Monica Crowley, the conservative author and pundit chosen for a top communications post on the National Security Council, had been named on December 15, 2015.
On Monday, she quit without giving any specific reason and mentioning allegations that she used plagiarism in her book and doctoral thesis.
“After much reflection, I have decided to remain in New York to pursue other opportunities and will not be taking a position in the incoming administration,” Crowley, a former Fox News commentator, told the conservative Washington Times, where she previously was an online opinion editor.
Trump’s nominee for national security adviser, Michael Flynn, confirmed Crowley’s withdrawal, adding, “We wish her all the best.”
Crowley was supposed to help shape the Trump administration’s messaging on diplomatic and security issues and to write speeches.
On January 7, CNN reported that several passages used in Crowley’s book “What the (Bleep) Just Happened?” had been closely copied from other sources. Later, publisher HarperCollins withdrew the book.
The Trump transition team had, at first, said that she was the victim of “a political attack,” but she never confirmed or denied the allegations.
According to Politico, some copied passages were also found in her doctoral thesis on US-Chinese relations, completed in 2000 while she was at Columbia University.
Crowley was not the only one who dropped out; Jason Miller, another appointee, withdrew his name as White House communications director In late December.
Although he said his reason was to spend more time with his family, he withdrew exactly after tweets from another Trump adviser suggested that Miller had had an extramarital affair.

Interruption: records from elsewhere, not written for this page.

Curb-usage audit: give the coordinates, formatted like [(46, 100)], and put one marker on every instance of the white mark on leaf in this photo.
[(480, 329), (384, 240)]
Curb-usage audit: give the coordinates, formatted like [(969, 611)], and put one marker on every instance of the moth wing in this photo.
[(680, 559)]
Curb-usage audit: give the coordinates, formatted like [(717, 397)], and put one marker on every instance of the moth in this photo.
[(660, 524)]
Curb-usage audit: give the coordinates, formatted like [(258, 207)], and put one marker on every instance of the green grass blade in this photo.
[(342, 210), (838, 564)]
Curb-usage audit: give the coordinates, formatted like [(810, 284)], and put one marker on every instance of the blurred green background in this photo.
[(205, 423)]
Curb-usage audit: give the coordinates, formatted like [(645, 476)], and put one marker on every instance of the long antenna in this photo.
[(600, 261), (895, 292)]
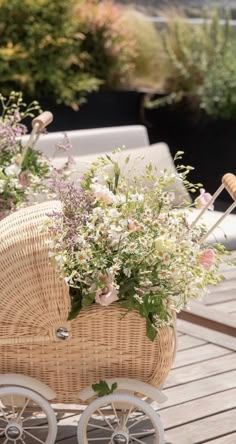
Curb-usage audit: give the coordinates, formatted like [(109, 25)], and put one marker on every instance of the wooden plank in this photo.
[(199, 432), (228, 307), (198, 409), (185, 342), (219, 297), (207, 334), (197, 389), (229, 439), (209, 318), (201, 353), (201, 370)]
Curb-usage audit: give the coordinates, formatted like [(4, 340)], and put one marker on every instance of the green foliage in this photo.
[(108, 43), (198, 63), (40, 50), (103, 389)]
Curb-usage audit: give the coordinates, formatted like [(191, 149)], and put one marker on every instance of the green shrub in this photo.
[(109, 45), (147, 62), (40, 50), (198, 63)]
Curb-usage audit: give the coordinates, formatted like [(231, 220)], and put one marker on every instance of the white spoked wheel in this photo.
[(25, 417), (120, 419)]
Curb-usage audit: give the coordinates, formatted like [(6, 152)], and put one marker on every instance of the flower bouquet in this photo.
[(24, 171), (119, 240)]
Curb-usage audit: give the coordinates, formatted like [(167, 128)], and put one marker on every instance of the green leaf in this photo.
[(103, 389), (150, 330), (88, 300)]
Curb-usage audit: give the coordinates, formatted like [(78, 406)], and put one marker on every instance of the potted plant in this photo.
[(117, 239), (196, 109), (24, 172)]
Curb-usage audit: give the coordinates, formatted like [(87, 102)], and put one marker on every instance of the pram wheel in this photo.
[(25, 417), (120, 419)]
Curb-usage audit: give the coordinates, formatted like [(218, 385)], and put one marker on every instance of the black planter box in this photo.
[(102, 109), (209, 145)]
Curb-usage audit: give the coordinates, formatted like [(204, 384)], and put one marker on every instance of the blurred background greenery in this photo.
[(63, 50)]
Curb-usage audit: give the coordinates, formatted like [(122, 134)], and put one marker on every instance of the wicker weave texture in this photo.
[(34, 302)]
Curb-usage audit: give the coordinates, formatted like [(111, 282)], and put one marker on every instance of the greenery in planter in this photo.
[(40, 51), (147, 61), (197, 63), (110, 46)]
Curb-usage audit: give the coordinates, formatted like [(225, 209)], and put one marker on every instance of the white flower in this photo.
[(137, 197), (102, 193), (138, 298), (2, 183), (98, 211), (60, 260), (164, 245), (120, 199), (12, 170), (127, 272), (104, 174), (113, 213)]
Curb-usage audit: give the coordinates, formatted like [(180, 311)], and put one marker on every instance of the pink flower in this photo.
[(207, 258), (202, 200), (107, 295)]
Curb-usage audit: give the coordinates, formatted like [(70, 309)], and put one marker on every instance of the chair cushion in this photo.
[(158, 154), (224, 233), (96, 140)]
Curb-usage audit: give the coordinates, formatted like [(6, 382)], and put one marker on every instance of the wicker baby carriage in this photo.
[(98, 345), (46, 358)]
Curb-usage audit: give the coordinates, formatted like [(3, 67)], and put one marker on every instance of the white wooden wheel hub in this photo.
[(14, 431), (120, 437), (30, 420), (120, 419)]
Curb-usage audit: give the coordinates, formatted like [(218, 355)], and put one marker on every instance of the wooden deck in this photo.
[(217, 310), (201, 390)]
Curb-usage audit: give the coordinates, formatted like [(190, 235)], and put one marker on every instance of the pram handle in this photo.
[(229, 182), (42, 120)]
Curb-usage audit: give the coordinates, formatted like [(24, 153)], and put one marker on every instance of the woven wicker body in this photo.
[(34, 302)]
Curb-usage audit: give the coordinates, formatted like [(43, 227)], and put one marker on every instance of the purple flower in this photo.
[(202, 200)]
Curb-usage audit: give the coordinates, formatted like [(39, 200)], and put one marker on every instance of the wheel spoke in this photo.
[(105, 419), (12, 405), (136, 422), (4, 415), (131, 410), (22, 410), (115, 412), (137, 440), (143, 434), (35, 437), (99, 427)]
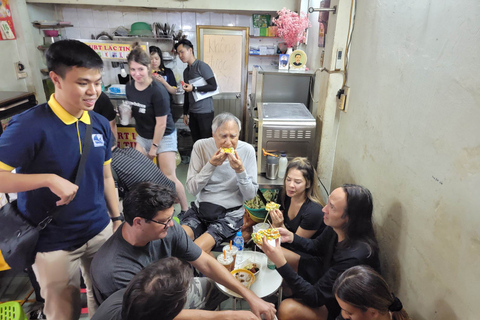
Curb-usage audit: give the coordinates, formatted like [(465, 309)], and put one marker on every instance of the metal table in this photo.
[(267, 281)]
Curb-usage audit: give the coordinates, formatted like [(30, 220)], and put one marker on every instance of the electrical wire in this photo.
[(349, 40)]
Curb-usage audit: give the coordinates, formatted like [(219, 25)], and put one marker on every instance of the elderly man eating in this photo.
[(222, 175)]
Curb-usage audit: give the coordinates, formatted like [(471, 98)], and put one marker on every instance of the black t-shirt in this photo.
[(152, 102), (168, 75), (309, 217), (105, 107), (111, 309), (117, 261), (313, 283)]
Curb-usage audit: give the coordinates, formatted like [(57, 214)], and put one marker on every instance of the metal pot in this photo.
[(178, 98)]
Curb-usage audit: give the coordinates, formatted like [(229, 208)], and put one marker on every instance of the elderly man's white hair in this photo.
[(223, 117)]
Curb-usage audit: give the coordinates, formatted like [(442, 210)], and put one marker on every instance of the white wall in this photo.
[(412, 136), (89, 21)]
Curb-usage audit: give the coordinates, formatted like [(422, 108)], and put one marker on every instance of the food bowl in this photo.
[(252, 267), (260, 226), (258, 213), (245, 277), (51, 33), (271, 234)]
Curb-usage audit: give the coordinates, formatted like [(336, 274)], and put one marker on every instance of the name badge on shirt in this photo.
[(97, 140)]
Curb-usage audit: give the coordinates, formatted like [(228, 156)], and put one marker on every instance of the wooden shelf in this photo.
[(263, 37), (263, 55), (55, 26)]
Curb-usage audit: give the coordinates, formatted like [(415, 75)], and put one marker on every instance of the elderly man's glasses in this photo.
[(165, 224)]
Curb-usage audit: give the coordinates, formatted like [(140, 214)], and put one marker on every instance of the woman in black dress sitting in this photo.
[(347, 241), (302, 212)]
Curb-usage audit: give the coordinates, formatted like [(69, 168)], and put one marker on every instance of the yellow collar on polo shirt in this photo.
[(66, 117)]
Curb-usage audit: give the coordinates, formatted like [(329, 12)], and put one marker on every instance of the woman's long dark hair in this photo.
[(363, 288), (157, 50), (359, 210), (139, 55)]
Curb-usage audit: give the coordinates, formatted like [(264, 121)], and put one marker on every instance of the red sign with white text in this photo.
[(7, 31)]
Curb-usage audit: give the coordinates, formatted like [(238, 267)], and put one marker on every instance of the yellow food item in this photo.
[(245, 277), (270, 234), (272, 206), (228, 150)]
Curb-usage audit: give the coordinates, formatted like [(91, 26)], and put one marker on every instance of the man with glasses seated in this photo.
[(149, 234)]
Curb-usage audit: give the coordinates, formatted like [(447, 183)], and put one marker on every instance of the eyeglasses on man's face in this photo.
[(165, 224)]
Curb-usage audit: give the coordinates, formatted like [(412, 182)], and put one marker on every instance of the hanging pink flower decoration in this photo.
[(291, 26)]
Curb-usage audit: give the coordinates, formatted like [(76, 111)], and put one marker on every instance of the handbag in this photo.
[(18, 235)]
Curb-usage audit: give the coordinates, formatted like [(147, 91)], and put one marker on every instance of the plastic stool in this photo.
[(12, 311)]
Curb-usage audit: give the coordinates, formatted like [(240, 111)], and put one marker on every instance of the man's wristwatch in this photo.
[(119, 218)]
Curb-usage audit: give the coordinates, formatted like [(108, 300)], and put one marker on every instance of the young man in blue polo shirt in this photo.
[(44, 144)]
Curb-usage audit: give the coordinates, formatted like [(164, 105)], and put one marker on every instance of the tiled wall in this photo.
[(88, 22)]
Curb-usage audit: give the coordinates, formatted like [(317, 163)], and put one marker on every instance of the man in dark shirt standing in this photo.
[(198, 115)]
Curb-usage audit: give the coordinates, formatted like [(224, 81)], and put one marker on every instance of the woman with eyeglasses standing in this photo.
[(150, 102), (161, 73)]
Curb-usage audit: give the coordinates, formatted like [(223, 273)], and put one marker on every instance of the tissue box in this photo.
[(117, 89), (261, 20), (260, 32)]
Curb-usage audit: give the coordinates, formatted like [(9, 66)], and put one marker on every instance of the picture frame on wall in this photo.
[(297, 60), (283, 61)]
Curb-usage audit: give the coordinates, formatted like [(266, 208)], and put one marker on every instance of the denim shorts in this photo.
[(167, 144)]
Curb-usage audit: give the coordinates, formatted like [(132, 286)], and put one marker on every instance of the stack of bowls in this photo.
[(141, 29)]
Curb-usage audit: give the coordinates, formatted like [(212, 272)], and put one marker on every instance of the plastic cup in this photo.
[(226, 260), (231, 252), (261, 226), (125, 114)]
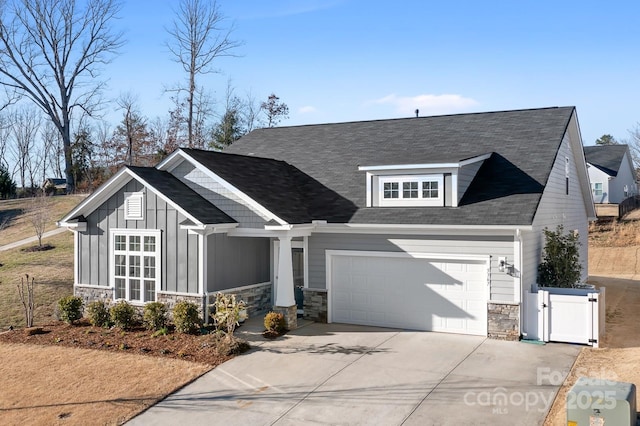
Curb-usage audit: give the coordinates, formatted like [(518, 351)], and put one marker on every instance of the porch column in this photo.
[(285, 298)]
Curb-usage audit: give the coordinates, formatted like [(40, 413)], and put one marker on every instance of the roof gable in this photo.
[(607, 158), (525, 143), (277, 186), (198, 210)]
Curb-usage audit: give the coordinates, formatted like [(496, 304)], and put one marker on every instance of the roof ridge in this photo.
[(416, 118)]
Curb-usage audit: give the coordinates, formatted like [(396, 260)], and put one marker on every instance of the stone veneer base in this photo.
[(290, 315), (315, 304), (503, 321)]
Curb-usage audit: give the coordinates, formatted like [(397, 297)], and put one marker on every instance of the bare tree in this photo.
[(274, 110), (39, 214), (250, 113), (26, 293), (197, 39), (51, 52), (25, 123)]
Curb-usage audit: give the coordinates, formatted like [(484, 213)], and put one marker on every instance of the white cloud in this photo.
[(427, 104)]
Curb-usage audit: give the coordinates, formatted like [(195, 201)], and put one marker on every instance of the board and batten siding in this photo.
[(179, 249), (219, 196), (495, 246), (237, 261), (557, 208)]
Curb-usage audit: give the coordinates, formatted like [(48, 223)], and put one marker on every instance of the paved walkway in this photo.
[(31, 240), (339, 374)]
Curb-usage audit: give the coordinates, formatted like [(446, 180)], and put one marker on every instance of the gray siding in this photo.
[(557, 208), (237, 261), (501, 283), (179, 249), (219, 196)]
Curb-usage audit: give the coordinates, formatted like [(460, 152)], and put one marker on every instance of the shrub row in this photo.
[(123, 315)]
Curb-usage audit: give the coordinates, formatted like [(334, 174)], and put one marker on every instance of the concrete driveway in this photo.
[(349, 375)]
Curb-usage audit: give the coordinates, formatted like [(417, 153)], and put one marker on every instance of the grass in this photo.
[(53, 274), (18, 225), (51, 269), (55, 385)]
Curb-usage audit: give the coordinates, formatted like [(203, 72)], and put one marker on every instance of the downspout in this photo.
[(521, 299)]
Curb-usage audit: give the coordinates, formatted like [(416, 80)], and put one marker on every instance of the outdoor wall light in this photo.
[(502, 264)]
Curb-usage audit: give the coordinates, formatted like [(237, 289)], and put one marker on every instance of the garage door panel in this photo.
[(410, 293)]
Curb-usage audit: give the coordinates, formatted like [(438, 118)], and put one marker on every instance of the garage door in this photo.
[(403, 292)]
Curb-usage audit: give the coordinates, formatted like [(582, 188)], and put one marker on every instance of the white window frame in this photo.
[(408, 202), (595, 189), (127, 252), (128, 198)]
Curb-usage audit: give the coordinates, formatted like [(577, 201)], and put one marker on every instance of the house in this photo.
[(55, 185), (611, 173), (430, 223)]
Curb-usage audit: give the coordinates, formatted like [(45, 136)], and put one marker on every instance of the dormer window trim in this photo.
[(134, 206), (411, 190)]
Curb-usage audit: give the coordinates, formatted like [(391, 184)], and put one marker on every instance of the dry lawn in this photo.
[(50, 385), (615, 266), (53, 273), (18, 226)]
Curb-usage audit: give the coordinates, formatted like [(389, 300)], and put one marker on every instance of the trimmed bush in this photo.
[(560, 265), (70, 309), (186, 317), (274, 322), (123, 315), (155, 316), (98, 314), (227, 312)]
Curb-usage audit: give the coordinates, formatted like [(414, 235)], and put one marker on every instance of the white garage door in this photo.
[(403, 292)]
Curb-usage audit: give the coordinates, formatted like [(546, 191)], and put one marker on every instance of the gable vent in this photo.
[(133, 206)]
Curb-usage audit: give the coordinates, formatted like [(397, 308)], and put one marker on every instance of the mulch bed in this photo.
[(200, 348)]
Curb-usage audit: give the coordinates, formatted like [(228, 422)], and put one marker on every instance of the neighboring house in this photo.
[(430, 223), (611, 173), (55, 185)]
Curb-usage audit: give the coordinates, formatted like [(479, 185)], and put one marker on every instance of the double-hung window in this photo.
[(136, 265), (597, 189), (411, 190)]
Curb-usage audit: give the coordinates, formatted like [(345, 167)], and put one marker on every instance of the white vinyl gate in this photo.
[(566, 315)]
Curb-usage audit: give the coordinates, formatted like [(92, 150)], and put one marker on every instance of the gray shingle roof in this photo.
[(180, 194), (505, 191), (606, 157), (281, 188)]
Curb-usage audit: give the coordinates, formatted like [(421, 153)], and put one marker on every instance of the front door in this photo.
[(297, 260)]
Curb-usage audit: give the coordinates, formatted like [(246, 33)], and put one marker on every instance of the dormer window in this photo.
[(439, 184), (411, 190)]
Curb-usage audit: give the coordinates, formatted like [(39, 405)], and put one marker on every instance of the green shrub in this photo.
[(227, 312), (560, 265), (123, 315), (98, 314), (186, 317), (274, 322), (70, 309), (155, 316)]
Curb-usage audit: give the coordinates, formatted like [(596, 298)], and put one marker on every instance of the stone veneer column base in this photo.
[(503, 321), (290, 315), (90, 294), (315, 304)]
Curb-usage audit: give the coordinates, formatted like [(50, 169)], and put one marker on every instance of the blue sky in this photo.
[(346, 60)]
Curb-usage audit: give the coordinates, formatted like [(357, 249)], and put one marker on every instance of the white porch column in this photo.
[(284, 291)]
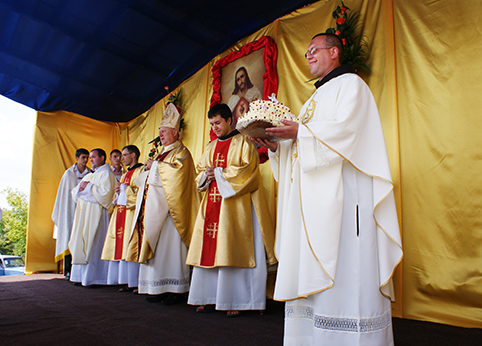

Most people nominated by Trump for different posts have caused controversy and were being criticized as hardliners.
Trump’s cabinet appointments signaled his intention to deliver on his hard-line campaign promises and deepened concerns among Muslim Americans about an anti-Islamic White House.
Some current and former US government officials are also concerned that Trump’s appointments could reinforce perceptions among Muslims that Washington is at war against Islam.